We need to work smarter not longer

The charade of this Government’s sound economic management is unraveling. Misleading GDP figures, pumped up by property speculation and high immigration, have given the impression that all is well, masking our continued productivity decline compared to OECD countries.

In fact, we are near the top of the OECD in hours worked, but near the bottom in terms of productivity. We’re working harder and working longer hours, but not working smarter. The result is that we’re getting more stressed, with less time for families and each other, while losing ground economically. Lose, lose, lose.

The latest analysis of labour productivity comes from the Productivity Commission, following the Treasury’s critical report on New Zealand’s long term fiscal position. The Prime Minister has rejected both without any justification, as Rod Oram has pointed out. The reports show a serious lack of vision and mounting economic imbalances.

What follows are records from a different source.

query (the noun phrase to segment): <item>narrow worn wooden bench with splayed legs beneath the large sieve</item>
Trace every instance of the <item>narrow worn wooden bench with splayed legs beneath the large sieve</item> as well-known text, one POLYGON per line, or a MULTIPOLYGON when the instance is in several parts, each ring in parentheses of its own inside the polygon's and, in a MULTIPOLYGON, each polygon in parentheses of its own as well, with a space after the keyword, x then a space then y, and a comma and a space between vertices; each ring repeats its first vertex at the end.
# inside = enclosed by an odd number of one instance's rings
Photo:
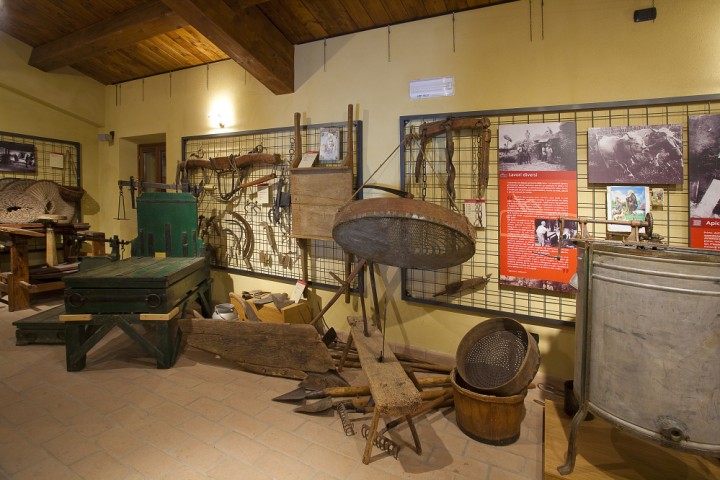
POLYGON ((412 421, 412 414, 422 405, 420 392, 392 351, 389 348, 383 351, 383 336, 377 328, 368 326, 369 336, 366 337, 362 317, 348 317, 348 323, 348 343, 353 342, 358 351, 360 366, 368 378, 370 394, 375 402, 363 463, 370 463, 381 416, 404 417, 415 442, 415 451, 420 455, 420 439, 412 421))

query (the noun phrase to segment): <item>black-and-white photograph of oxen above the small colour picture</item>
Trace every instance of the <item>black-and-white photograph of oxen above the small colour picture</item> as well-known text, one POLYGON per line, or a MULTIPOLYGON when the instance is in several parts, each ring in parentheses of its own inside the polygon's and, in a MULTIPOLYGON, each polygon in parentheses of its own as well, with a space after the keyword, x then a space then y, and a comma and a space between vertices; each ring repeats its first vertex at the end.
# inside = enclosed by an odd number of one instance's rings
POLYGON ((682 125, 588 129, 588 182, 673 185, 682 181, 682 125))

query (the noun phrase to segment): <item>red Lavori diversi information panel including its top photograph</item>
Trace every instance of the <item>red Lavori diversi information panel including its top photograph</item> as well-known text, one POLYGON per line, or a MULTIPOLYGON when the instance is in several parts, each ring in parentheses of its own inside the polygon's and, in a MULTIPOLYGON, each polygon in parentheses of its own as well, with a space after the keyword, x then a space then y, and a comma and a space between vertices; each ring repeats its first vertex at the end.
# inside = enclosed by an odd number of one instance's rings
POLYGON ((500 138, 510 140, 499 153, 500 283, 574 292, 578 225, 560 217, 577 218, 575 126, 502 127, 500 138))

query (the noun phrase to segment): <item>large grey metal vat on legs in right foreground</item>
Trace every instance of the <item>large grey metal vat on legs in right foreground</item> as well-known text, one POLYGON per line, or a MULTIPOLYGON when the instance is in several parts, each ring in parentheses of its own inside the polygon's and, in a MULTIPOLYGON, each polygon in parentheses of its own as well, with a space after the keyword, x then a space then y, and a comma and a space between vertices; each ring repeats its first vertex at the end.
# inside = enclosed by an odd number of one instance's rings
POLYGON ((590 411, 645 440, 720 456, 720 252, 584 242, 568 457, 590 411))

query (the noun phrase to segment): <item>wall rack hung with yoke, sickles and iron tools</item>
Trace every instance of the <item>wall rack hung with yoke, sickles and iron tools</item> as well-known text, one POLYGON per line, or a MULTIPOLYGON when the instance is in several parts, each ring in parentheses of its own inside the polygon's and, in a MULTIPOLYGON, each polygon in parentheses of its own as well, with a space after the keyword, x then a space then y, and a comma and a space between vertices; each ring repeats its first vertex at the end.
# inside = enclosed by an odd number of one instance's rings
MULTIPOLYGON (((362 122, 350 125, 339 121, 182 139, 178 179, 200 186, 198 231, 212 247, 214 267, 293 282, 303 278, 299 239, 292 236, 290 170, 298 155, 319 152, 328 132, 338 137, 337 158, 318 156, 308 168, 340 167, 352 136, 351 174, 357 185, 362 178, 362 122)), ((332 239, 302 241, 308 245, 308 282, 336 288, 333 275, 342 277, 346 270, 342 249, 332 239)))

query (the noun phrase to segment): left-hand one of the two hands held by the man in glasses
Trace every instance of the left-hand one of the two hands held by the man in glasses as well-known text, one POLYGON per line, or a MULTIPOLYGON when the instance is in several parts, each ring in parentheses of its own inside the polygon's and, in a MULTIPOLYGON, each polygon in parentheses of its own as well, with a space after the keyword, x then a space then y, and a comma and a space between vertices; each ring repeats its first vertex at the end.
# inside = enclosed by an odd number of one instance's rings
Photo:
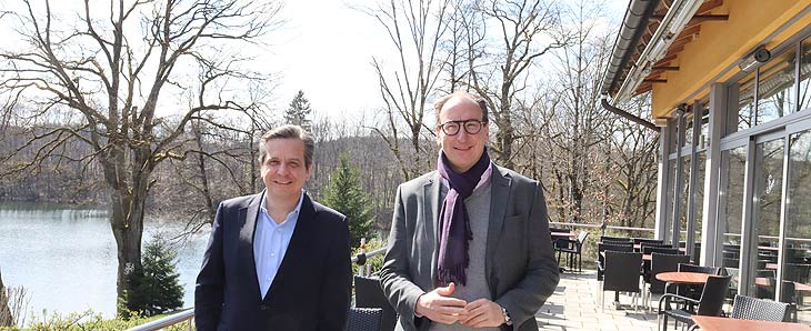
POLYGON ((453 324, 460 319, 467 319, 468 311, 464 307, 468 303, 464 300, 450 297, 455 288, 455 284, 450 283, 445 288, 437 288, 420 295, 417 299, 414 311, 431 321, 442 324, 453 324))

Green Party MP Barry Coates

 

The Productivity Commission report shows a cluster of related problems that are contributing to our low productivity.

Low investment per worker

Firstly, we have low investment per worker. The Productivity Commission shows low investment in workers’ skills in 19 out of 24 industries, compared to Australia. This is linked to relatively low wage rates and more short term contracts, which mean there is low investment in upgrading worker skills and improving technology. The Green Party supports a stronger role for government in extending educational opportunities to all kids, including those in low decile schools, and strengthening vocational training.

Tax-free speculation

Secondly, the Productivity Commission report shows that, instead of investing in productive enterprise, investment is going into tax-free speculation, such as residential housing. New Zealand’s diversion of capital into residential housing is far above the OECD average.

As a result, productive enterprises aren’t getting access to capital, or if they are, they are paying high real interest rates compared to OECD countries. It doesn’t help that light regulation of the banking sector has allowed banks to widen the spread between their cost of capital and interest rates, thereby boosting bank profits but acting as a drag on the economy. This flows through into artificially high exchange rates, further penalising exporters.

Trevlayan's cooll store in Te Puke - sustainable kiwifruit packing
Kiwifruit-packing warehouse in Te Puke

This provides a strong argument for shifting the tax burden away from speculation towards the productive economy through the Green Party’s proposal for a capital gains tax (excluding the family home), as well as stronger competition in the banking sector and the development of a savings culture. We need to ensure that New Zealand manufacturing and the productive services businesses are not penalised by high-interest costs and over-valued exchange rates.

High-cost economy

Thirdly, the Productivity Commission has documented in successive reports how New Zealanders pay high prices for non-traded goods and services in New Zealand. This is partly a result of high housing costs that contribute to high cost of living, but also due to a lack of competition in non-traded sectors and domination by a few companies. The last three decades of ‘light regulation’ have resulted in a high-cost economy and high costs to vulnerable people and the economy through failures like Pike River, finance companies, and leaky homes.

The latest example comes from a separate report on the tertiary education sector, on student visa fraud. A lack of regulation has allowed New Zealand to become a destination for low-grade diplomas with the likelihood of a getting a visa to live in New Zealand as part of the package. Scams and evidence of organised criminal activity by immigration agents have left students vulnerable and New Zealand’s reputation in tatters. Our fourth biggest overseas income sector, education, is at risk.

This research reveals the story of an economy being fuelled by increased government and private sector debt, speculation, immigration, and poorly-regulated, low-productivity services such as education for overseas students. It is a long way from the pretence that the economy is doing well, a myth endlessly repeated by the outgoing Prime Minister and the National Party. In reality, the economy is continuing a downward slide, compared to others in the OECD.

There is a myth that the National Party has been a good economic manager. A closer look at the evidence reveals the reality. We should be managing for a sound future, not to make the figures look good for the election cycle.